1. The Pascal matrix $M_{P_{(n)}}$ acts on the space of polynomials of degree $n+1$ with zero constant term, or, better, on the space of equivalence classes of polynomials of degree $n+1$, where two polynomials are considered equivalent when they differ by a constant. It produces the polynomial of degree $n$ equal to the forward difference of any equivalence class representative. Let $f(x)=f_{n+1}x^{n+1}+f_nx^n+\ldots+f_0$ be any representative of an equivalence class and define the column vector $F$ by $F^T=\begin{bmatrix}f_1 & f_2 & \ldots & f_{n+1}\end{bmatrix}$. Let $g(x)=\Delta f(x)=f(x+1)-f(x)=g_nx^n+g_{n-1}x^{n-1}+\ldots+g_0$ and define the column vector $G$ by $G^T=\begin{bmatrix}g_0 & g_1 & \ldots & g_n\end{bmatrix}$. Then $$ G=M_{P_{(n)}}F. $$
2. The inverse Pascal matrix reverses this process, producing the equivalence class of polynomials that have a given forward difference: $$ F=M_{P_{(n)}}^{-1}G. $$
3. You have factorized the inverse Pascal matrix as $M_{P_{(n)}}^{-1}=AB$, where $A=\operatorname{diag}(\begin{bmatrix}1 & \frac{1}{2} & \ldots & \frac{1}{n+1}\end{bmatrix})$ and $B$ is your Bernoulli matrix. Considering the Bernoulli matrix first, it acts on the space of polynomials of degree $n$ and produces a polynomial in the same space. What it does is to transform the forward difference of a polynomial into the derivative of that polynomial: $$ F'=BG, $$ where ${F'}^T=\begin{bmatrix}f_1 & 2f_2 & \ldots & (n+1)f_{n+1}\end{bmatrix}$ is the vector of coefficients of $f'(x)$. It accomplishes this by replacing $x^k$ with $B_k(x)$. The matrix $A$ takes a polynomial of degree $n$ and produces its antiderivative, which lives in the set of equivalence classes of polynomials of degree $n+1$.

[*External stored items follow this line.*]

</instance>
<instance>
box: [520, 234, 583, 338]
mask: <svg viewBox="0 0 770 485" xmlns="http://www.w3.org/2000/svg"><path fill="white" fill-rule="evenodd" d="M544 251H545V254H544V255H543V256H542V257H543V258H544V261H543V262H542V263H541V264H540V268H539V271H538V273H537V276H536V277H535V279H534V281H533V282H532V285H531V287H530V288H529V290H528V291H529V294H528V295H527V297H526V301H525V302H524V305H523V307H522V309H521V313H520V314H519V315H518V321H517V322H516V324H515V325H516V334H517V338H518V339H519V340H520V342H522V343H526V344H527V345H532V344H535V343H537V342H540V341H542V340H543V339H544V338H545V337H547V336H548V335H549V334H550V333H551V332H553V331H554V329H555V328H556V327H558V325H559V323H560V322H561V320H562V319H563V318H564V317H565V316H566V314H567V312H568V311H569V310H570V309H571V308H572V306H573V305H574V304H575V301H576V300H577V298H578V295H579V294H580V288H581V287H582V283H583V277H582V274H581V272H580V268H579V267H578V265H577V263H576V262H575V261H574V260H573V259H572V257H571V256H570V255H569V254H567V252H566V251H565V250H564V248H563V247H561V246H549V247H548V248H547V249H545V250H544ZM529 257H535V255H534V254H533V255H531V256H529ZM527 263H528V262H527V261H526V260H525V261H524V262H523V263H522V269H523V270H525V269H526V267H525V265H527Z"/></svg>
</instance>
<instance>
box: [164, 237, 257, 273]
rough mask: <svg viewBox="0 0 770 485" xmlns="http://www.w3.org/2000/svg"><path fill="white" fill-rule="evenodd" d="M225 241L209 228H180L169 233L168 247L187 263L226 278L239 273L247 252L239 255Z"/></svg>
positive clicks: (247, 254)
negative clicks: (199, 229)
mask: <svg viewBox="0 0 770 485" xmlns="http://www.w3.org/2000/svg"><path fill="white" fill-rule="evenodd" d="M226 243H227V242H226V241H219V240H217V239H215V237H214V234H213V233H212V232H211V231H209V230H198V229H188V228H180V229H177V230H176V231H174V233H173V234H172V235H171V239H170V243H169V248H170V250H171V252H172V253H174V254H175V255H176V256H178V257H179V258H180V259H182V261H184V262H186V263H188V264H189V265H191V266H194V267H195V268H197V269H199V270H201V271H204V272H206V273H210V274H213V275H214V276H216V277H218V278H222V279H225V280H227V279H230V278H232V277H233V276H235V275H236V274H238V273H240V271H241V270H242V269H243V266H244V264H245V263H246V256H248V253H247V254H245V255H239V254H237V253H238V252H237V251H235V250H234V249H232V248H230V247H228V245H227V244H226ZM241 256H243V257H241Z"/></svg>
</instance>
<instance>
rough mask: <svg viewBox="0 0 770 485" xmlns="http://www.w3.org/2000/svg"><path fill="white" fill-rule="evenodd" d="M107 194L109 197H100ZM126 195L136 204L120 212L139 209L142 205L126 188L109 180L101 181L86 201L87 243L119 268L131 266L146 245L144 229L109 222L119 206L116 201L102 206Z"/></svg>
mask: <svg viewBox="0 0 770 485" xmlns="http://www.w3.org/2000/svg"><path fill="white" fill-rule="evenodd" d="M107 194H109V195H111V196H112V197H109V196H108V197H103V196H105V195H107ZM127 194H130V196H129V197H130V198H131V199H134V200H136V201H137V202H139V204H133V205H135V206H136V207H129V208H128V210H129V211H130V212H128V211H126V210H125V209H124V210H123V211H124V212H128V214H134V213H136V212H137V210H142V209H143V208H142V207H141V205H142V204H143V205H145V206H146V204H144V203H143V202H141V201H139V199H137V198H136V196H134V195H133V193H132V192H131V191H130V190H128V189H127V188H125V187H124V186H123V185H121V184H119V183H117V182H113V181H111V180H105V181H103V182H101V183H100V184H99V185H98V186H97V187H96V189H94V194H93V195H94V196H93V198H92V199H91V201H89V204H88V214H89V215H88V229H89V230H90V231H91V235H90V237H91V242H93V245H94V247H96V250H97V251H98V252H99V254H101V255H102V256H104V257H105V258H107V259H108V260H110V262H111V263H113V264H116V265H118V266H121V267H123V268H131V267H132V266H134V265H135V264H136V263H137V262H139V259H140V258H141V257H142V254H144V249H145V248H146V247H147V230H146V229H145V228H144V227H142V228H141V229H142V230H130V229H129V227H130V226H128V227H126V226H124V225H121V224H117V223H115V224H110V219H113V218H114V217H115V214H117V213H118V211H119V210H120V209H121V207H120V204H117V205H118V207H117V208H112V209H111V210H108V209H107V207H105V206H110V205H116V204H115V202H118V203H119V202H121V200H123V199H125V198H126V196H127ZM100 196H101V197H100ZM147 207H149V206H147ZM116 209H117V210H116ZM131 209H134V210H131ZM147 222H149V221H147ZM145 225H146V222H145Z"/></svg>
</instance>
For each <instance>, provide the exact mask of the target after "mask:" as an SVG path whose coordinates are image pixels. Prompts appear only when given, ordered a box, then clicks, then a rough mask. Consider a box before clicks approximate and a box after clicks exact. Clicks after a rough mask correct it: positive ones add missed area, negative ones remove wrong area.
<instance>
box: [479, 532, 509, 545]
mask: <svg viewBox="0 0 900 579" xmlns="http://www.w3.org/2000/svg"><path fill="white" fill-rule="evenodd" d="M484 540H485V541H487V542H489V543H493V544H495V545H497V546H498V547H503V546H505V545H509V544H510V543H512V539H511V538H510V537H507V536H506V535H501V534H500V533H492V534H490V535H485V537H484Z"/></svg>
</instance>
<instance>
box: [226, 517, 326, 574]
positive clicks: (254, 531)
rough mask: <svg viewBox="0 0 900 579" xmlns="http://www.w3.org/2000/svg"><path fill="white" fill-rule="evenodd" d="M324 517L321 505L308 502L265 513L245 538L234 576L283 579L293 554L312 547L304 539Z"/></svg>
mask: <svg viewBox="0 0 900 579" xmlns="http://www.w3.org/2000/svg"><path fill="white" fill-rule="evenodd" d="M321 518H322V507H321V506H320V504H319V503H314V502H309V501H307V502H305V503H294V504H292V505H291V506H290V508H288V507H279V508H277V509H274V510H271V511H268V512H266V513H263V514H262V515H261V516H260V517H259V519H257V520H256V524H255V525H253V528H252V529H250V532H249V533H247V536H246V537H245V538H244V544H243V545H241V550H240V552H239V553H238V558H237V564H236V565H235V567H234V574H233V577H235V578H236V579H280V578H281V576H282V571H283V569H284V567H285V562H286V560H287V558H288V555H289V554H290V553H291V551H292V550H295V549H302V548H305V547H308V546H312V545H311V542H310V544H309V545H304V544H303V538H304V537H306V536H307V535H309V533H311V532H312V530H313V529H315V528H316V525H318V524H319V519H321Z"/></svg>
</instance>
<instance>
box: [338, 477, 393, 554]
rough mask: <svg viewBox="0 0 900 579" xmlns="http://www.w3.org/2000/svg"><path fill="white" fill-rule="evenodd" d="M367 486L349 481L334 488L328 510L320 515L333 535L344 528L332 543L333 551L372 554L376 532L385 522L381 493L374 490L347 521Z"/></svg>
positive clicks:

Point 1 above follows from your definition of $M_{P_{(n)}}$ and linearity of the forward difference operator. Point 2 is obvious; invertibility is clear because $M_{P_{(n)}}$ is upper-triangular with nonzero elements on the diagonal. To compute $M_{P_{(n)}}^{-1}$ and establish the factorization in Point 3, let the first row (row $0$) of $M_{P_{(n)}}^{-1}$ be $\begin{bmatrix}b_0 & b_1 & b_2 & \ldots\end{bmatrix}$. Forming the product of this row with column $j$ of $M_{P_{(n)}}$ gives $$ \sum_{i=0}^j\binom{j+1}{i}b_i=\delta_{j,0}, $$ a well-known recurrence for the Bernoulli numbers. More generally, the first $k$ elements of row $k$ of $M_{P_{(n)}}^{-1}$ are zero, so we may write this row as $\begin{bmatrix}0 & \ldots & 0 & b_0^{(k)} & b_1^{(k)} & \ldots\end{bmatrix}$. The product of this row with column $j$ of $M_{P_{(n)}}$ is $0$ for $j<k$; for column $j+k$, $j\ge0$ the product is $$ \delta_{k,j+k}=\sum_{i=0}^j\binom{j+k+1}{i+k}b_i^{(k)}=\binom{j+k+1}{k}\sum_{i=0}^j\binom{j+1}{i}\frac{b_i^{(k)}}{\binom{i+k}{k}}, $$ where the second equality follows from the identity $$ \binom{a+c}{b+c}=\binom{a}{b}\frac{\binom{a+c}{c}}{\binom{b+c}{c}}. $$ Therefore $$ \sum_{i=0}^j\binom{j+1}{i}\frac{(k+1)b_i^{(k)}}{\binom{i+k}{k}}=\frac{(k+1)\delta_{k,j+k}}{\binom{j+k+1}{k}}=\delta_{j,0}, $$ and the quantities $(k+1)b_i^{(k)}/\binom{i+k}{k}$, $i\ge0$, satisfy the same system of equations as the quantities $b_i$ do. We conclude that $$ b_i^{(k)}=\frac{1}{k+1}\binom{i+k}{k}b_i. $$ The first factor in this expression accounts for the matrix $A$. Comparing the remaining factors with the standard expression for the Bernoulli polynomials in terms of binomial coefficients and Bernoulli numbers establishes that the columns of $B$ are the sequences of coefficients of Bernoulli polynomials.

Embedding $M_{P_{(n)}}$ and $A^{-1}$ in the matrices $\Delta$ and $D$, as in the introduction to this post, allows us to dispense with worrying about degrees of polynomials and equivalence classes, and frees us to work simply with the space of all polynomials.